One of the main reasons for destruction of the rainforests is logging (Kristula, 1997). Trees from the rainforest are used to build houses, make furniture, and provide pulp for paper products, such as newspapers and magazines. Rainforest that was destroyed can grow back over time, but they will never have the same variety of plants and animals they once did.
Corporations have convinced many rainforest countries that it would improve their economies to allow companies to use the land, and now these countries economies have become dependent on it (Kristula, 1997). With this vicious cycle, the rainforest does not stand a chance.
Many stakeholders argue that cutting down rainforests is necessary for economic development. In many of the countries where rainforests are being destroyed, citizens live in poverty. Logging the rainforests creates many jobs, which help the poor people of the areas in which the forests exist. The loggers, the truck drivers, and the shippers all are employed because of the logging industry.

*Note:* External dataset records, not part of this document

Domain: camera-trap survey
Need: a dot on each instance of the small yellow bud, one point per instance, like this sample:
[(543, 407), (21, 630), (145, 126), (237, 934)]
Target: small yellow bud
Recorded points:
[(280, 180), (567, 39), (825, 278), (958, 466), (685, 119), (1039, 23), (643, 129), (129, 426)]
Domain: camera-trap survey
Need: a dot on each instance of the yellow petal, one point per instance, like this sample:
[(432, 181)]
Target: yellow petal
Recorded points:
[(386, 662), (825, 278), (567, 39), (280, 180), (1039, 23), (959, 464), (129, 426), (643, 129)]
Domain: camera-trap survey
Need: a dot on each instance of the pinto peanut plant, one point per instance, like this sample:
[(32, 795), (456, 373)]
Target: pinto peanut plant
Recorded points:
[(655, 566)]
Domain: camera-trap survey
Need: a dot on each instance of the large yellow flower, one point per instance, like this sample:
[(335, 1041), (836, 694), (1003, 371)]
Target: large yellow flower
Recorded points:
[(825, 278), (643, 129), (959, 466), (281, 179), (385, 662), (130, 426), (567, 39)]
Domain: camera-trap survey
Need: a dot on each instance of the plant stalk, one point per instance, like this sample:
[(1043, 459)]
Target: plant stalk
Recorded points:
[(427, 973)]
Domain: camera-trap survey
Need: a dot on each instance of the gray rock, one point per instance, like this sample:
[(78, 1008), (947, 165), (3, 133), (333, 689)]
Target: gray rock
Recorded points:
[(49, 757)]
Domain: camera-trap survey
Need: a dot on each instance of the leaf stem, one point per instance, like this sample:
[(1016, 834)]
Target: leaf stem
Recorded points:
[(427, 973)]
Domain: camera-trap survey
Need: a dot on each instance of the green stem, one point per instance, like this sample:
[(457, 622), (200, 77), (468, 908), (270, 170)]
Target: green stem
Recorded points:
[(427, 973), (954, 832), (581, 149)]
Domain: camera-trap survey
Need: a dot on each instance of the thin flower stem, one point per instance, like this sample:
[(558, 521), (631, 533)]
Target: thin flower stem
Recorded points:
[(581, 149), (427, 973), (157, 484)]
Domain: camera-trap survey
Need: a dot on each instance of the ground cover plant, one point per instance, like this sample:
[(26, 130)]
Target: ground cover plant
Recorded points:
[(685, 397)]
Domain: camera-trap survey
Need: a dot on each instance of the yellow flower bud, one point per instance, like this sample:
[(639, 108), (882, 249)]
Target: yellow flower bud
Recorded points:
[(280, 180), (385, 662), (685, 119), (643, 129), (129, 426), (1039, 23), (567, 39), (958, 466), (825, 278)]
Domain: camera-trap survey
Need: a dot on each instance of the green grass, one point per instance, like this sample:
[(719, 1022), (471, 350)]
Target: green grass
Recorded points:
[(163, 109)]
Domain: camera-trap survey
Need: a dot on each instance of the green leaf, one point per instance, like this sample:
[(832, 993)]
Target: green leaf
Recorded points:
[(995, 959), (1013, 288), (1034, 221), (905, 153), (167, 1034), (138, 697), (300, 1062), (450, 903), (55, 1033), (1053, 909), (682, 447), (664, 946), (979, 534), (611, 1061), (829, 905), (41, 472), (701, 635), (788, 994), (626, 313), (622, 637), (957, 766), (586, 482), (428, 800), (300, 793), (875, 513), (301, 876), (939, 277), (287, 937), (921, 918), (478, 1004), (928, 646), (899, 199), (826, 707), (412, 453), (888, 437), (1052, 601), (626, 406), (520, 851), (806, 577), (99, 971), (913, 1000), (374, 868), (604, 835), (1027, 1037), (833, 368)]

In addition, loggers argue, once the land is cleared it can be used for more productive things. Farmers can grow crops on the land and ranchers can raise cattle. A third arguments is that the wood itself is useful for a variety of things, including providing wood for housing, fuel, furniture, and many other everyday items.
In conclusion, sustainable development of the rainforests will probably not be achieved until issues like poverty and consumer demands are resolved. Laws to protect the rainforest currently exist in developing countries, but enforcement is difficult due to the cost of patrolling the rainforests. As long as meat and wood exports bring in the necessary income to developing countries, sustainable development of the rainforests is not likely to be exercised.
National Association of Forest Industries, the. (1996). The world's rainforests. Forests Today. Retrieved from the Internet at http://www.nafi.com.au/faq/rainforests.html.
Tropical Rainforest Coalition. (1996). Adopt-an-acre. The Tropical Rainforest Coalition.
Retrieved from the Internet at http://www.rainforest.org/acre/adoptanacre.html.
Highland Park Elementary School. (1995). Rainforest Destruction. Retrieved from the Internet at http://www.hipark.austin.isd.tenet.edu/projects/fourth/rainforests/environment.html.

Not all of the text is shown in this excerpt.